More Problems

Go figure it's about a girl. I just can't seem to get it right. I never asked to meet her. I never asked to fall in love with her. I never asked to become so hopelessly devoted to her. I just did. She made me do it. With promises of a happy and fulfilling life together, waking up in each other's arms, kissing as the sun rose through our giant window pane. We would speak in verse to one another while sipping on tea and caressing each other's bodies. Whether I wanted it or not, that was how it was going to be, so she said...
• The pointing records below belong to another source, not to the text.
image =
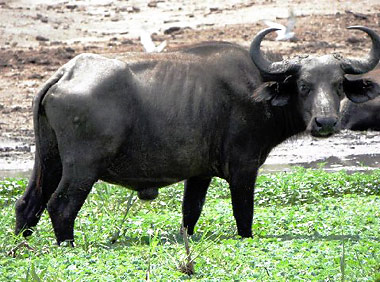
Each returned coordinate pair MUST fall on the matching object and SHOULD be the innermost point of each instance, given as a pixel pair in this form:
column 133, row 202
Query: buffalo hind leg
column 242, row 197
column 193, row 200
column 67, row 200
column 32, row 203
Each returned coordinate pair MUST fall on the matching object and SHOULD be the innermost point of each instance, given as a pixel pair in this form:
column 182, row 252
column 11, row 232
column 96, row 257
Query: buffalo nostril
column 326, row 122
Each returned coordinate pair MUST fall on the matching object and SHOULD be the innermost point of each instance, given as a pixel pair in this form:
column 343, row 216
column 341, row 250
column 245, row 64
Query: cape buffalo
column 363, row 116
column 215, row 109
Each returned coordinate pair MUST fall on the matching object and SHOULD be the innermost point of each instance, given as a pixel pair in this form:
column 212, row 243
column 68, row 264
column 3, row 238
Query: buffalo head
column 316, row 85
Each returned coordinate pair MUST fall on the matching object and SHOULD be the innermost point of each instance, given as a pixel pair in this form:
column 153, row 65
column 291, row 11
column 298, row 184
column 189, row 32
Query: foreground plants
column 308, row 224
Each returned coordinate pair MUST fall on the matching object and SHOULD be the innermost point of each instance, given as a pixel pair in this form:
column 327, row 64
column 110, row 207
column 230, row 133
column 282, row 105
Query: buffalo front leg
column 242, row 197
column 193, row 200
column 66, row 202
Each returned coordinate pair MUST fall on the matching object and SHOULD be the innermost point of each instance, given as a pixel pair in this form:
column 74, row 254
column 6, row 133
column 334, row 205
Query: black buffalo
column 366, row 115
column 215, row 109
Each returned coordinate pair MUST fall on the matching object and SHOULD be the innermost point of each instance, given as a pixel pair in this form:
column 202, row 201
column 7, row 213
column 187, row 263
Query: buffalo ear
column 271, row 91
column 361, row 90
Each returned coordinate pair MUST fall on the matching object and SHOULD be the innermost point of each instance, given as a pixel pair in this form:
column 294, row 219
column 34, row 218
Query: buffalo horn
column 266, row 67
column 357, row 66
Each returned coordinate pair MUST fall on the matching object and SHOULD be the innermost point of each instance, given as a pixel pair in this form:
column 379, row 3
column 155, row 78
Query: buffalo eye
column 339, row 88
column 304, row 87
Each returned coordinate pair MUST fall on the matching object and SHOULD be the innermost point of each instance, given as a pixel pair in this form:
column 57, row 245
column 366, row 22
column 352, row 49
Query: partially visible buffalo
column 215, row 109
column 366, row 115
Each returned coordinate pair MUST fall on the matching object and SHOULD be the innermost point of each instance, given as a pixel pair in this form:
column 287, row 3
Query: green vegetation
column 308, row 225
What ever happened to that? There must be something wrong with me. Somehow, I can have a girl fall for me, but to actually make that relationship last forever? I guess I'm just not that loveable. The saddest part about it is that I truly thought we were never going to have to end. Maybe that's not the saddest, because I still feel like we will be together forever. I feel so drawn and connected to her. It's such a powerful feeling, there is nothing strong enough to overcome this overwhelming power with which she has engulfed me. Even though she is not as passionate about me as she once was, only a year ago, I still have faith that after all of this school shit blows over and we are actually able to embrace our loving embrace, we will once again have that which we once had. Or am I just dumber than I thought?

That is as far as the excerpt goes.